The tapes Jesse made with other women are shocking. “Most of the tapes feature a mass amount of Nazi paraphernalia,” an insider tells RadarOnline.com. “It’s all really quite disturbing.” A source who saw one of the tapes spoke to RadarOnline.com on the condition of anonymity and gave a partial description. “What I saw was a naked woman on her knees and Jesse in a Nazi hat waving his arm in a salute,” the insider said. “It looked like the woman’s hands were bound. “He was shouting and singing and appearing to swig from a bottle of bourbon every now and then.” Jesse has been linked to four mistresses so far, but as RadarOnline.com was the first to report, he admitted to Sandra that there were seven women total during the course of their marriage. Jesse is desperate to save his marriage, but Sandra is adamant on saving her career and divorcing the serial cheater. RadarOnlne.com has learned that none of the sex tapes are up for sale but that they are also not in a completely secure location. “They could end up being made public just like the photo of Jesse giving the Nazi salute,” the insider said. “There’s no doubt some of these tapes could leak and end up on the Internet.”

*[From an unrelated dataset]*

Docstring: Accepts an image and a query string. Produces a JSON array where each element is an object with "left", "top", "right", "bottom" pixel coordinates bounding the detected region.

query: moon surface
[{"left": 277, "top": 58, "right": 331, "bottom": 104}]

Christ. Jesse James could car bomb a daycare or turn into a werewolf in the middle of a mall and it would be the best publicity he’s had all month.

Note: Since IDLYITW is under a strict “No Jesse James Pic” policy, the banner pic is of the good enough to eat, Rosie Jones. And my “good enough to eat”, I mean I would very much like to lick her vagina. Just thought I would clarify.